Compression should be hierarchical. When Flexbound builds a plan for a declared session length, it trims in a fixed order, and the order is the lesson:
- Drop isolation accessories first. The third triceps movement is the first casualty, not the last.
- Cut accessory sets next. 3 sets of curls become 2. The stimulus mostly survives.
- Shorten accessory rest. Small-muscle work recovers on shorter clocks; the evidence tolerates this far better than rushed compound rest.
- Never touch the main lifts until nothing else is left. The top sets of the day’s primary movements keep their sets and their rest. That’s the signal. Everything else was amplification.
A 30-minute session built this way is a real training day: one or two compounds done properly, one accessory if the clock allows. A 30-minute session built by panic-rushing a 60-minute plan is six exercises done badly.
Session length changes the split, too
Time pressure doesn’t just shorten workouts; it should reshape the week. With 30–45 minute slots, full-body days beat body-part splits on pure arithmetic: every session hits each pattern with the freshest exercises, so a missed day costs a little of everything instead of all of one thing. The frequency evidence is comfortable either way, as long as weekly volume lands — which is exactly why Flexbound’s planner picks full-body structures when your declared session length is short, and only spreads into upper/lower or PPL territory when the time budget genuinely supports it.
Write the constraint down
The quiet failure mode of busy seasons is planning for the schedule you wish you had. If the honest answer is “45 minutes on a good day,” a plan built for 75 will be half-executed forever, and the log will read like failure when the plan was the problem.

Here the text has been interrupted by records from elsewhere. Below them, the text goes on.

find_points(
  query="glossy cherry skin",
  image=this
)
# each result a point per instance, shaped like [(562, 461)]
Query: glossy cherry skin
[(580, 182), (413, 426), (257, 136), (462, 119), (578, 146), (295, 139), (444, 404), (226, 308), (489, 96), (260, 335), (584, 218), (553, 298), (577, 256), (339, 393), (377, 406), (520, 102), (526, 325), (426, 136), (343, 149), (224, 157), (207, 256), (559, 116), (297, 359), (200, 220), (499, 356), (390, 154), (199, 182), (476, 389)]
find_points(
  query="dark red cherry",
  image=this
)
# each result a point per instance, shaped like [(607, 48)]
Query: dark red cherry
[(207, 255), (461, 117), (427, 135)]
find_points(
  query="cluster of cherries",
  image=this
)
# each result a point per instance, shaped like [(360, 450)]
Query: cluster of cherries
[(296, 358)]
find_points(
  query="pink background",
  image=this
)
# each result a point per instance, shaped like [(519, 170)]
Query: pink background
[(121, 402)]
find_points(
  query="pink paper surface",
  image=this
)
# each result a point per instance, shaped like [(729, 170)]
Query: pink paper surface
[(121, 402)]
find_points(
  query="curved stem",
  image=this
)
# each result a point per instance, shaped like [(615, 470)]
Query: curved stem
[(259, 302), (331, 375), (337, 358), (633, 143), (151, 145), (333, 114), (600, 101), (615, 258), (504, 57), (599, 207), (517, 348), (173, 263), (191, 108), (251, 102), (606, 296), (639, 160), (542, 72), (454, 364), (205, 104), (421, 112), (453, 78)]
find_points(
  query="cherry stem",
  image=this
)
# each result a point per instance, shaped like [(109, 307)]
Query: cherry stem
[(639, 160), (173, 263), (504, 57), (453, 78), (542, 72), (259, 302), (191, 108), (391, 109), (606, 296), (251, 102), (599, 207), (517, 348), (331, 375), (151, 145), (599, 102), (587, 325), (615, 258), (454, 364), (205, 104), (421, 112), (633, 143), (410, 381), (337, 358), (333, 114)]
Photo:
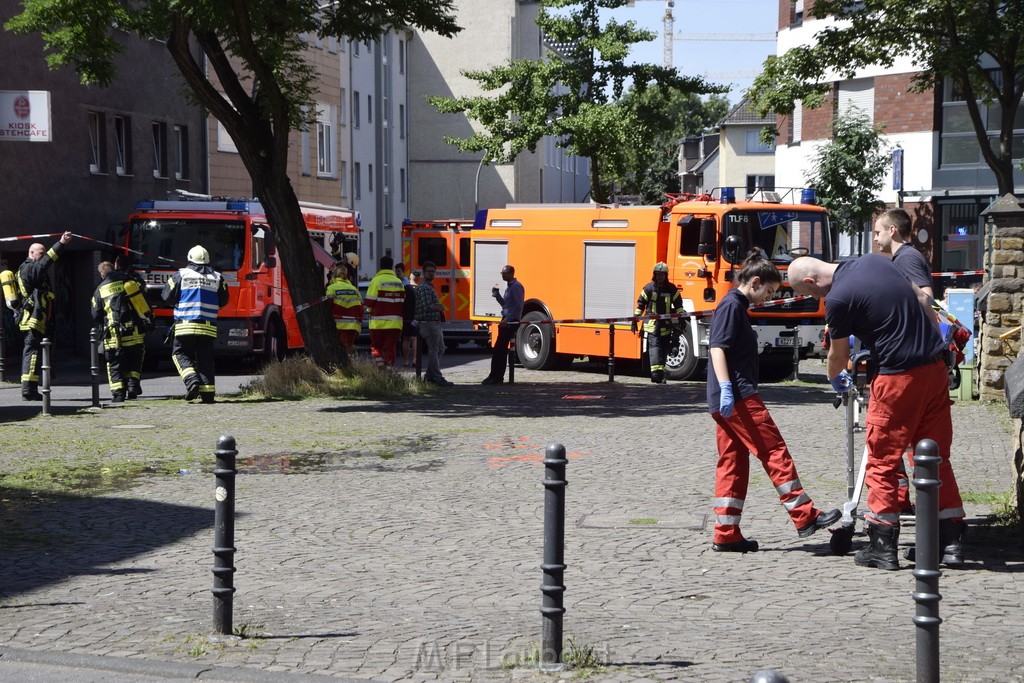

So put the constraint in the plan itself. In Flexbound, session length is an onboarding question, and the planner treats it as a hard budget with the trim order above, noting in the plan exactly what was cut and why. On paper, do the same manually: write the two exercises that must happen, then let the rest of the page be optional. A journal that records what you actually had time for beats a program that documents what you didn’t.
The session was long enough if the hard sets happened. Everything past that is bonus, not debt.